How Spending Time in Nature Can Benefit Your Mental Health

How Spending Time in Nature Can Benefit Your Mental Health

Once upon a time, recommending exposure to nature as a clinical therapy for better mental health would have been laughed off. Intuitively, most of us know that spending time in the great (or even average) outdoors is good for us. From a stroll outside to clear our minds or spending a sunny weekend on the beach, we’ve all experienced the healing power nature can have on the mind. 

However, we’re no longer reliant on personal experience as a form of evidence; there’s been an increasing amount of research linking time spent outdoors (particularly in green spaces) to better mental and physical health. The practice of shinrin yoku, or ‘forest bathing', is an integral part of Japanese culture, with the Forest Agency of Japan promoting the practice for better health since the 1980s. 

Surprisingly, it’s not just the exercise that appears to contribute to lower stress. An early study undertaken in 1995 by Yoshifumi Miyazaki, a researcher at Chiba University in Japan and forest therapy expert, found that people who spent 40 minutes walking in a cedar forest experienced lower cortisol (the stress hormone) levels than when they spent 40 minutes walking in a temperature and humidity-controlled lab. The participants also experienced lower levels of mood issues like tension, depression, anger, fatigue, and confusion when they took part in the forest walk as opposed to the laboratory one. 

While most of us aren’t blessed with an expansive cedar tree forest in close proximity, exposure to green spaces has been linked to better mental wellbeing. A 2019 study published in the International Journal of Environmental Health Research showed that spending a mere 20 minutes in a green space can be of benefit. The study focused on adults visiting urban parks and found that a 20-minute park visit showed a marked improvement in participants’ subjective wellbeing and life satisfaction, regardless of whether or not they exercised while there. 

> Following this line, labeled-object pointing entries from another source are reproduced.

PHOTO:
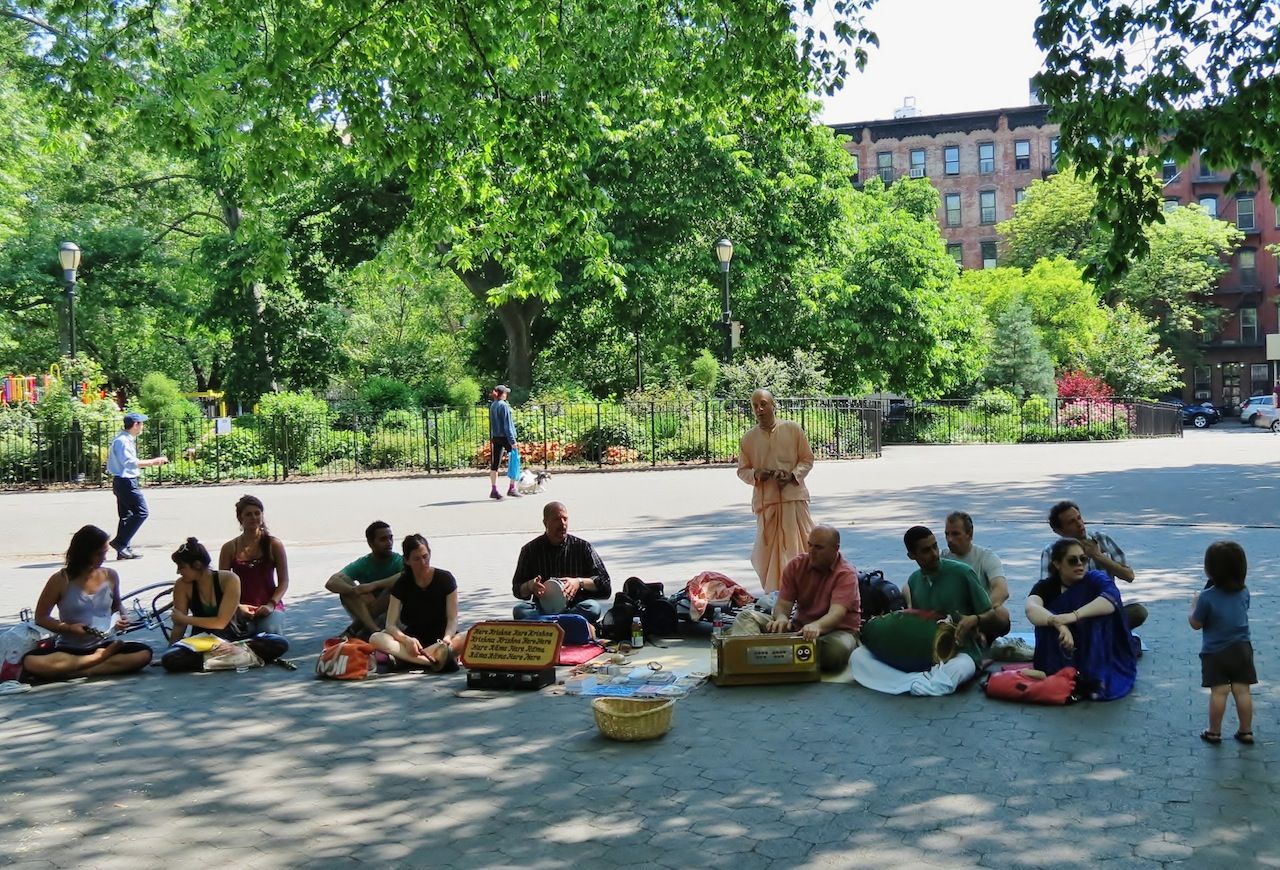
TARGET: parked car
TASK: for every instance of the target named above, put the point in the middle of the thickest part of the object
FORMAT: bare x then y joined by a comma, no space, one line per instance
1256,404
1201,416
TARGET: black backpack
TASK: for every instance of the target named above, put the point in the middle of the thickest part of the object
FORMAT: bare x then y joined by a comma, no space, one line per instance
658,616
878,595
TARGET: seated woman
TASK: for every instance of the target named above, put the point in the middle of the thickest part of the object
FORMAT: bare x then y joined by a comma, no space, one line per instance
87,595
425,601
204,600
1079,622
257,558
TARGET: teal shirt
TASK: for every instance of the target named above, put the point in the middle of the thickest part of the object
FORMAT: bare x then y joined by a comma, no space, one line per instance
366,569
955,590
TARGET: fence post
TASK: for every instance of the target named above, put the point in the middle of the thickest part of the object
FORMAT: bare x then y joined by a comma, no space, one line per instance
707,431
653,436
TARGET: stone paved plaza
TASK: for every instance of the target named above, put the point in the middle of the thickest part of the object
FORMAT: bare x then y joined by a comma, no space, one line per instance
275,769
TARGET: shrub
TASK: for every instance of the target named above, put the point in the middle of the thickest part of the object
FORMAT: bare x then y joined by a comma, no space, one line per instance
383,394
401,421
995,402
1036,410
287,422
238,448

While the concept of forest bathing may have been a foreign one when it was introduced in the 1980s, doctors of today have embraced the concept. Dr. Robert Zarr, a pediatrician based in Washington, actually writes his patients dedicated ‘nature prescriptions’, with scripts prescribing things like taking a walk in the park or spending time outside playing a sport. 

The jury is still out on exactly what it is about nature that makes it so beneficial for mental health, however, the key to its mood-boosting properties is finding a green space or part of nature that appeals to your desires and personality type. Those who crave a sense of social connection might enjoy an urban park that provides more opportunities to interact with others, while those who use nature to escape from the world may find more success with a hike in a national park or nature reserve. 

So, to leave you with an unofficial prescription; reap the therapeutic effects of nature by spending at least 30 minutes a day in a green space, whether it be a visit to the local park, stroll in a leafy neighbourhood, or even cultivating a backyard garden.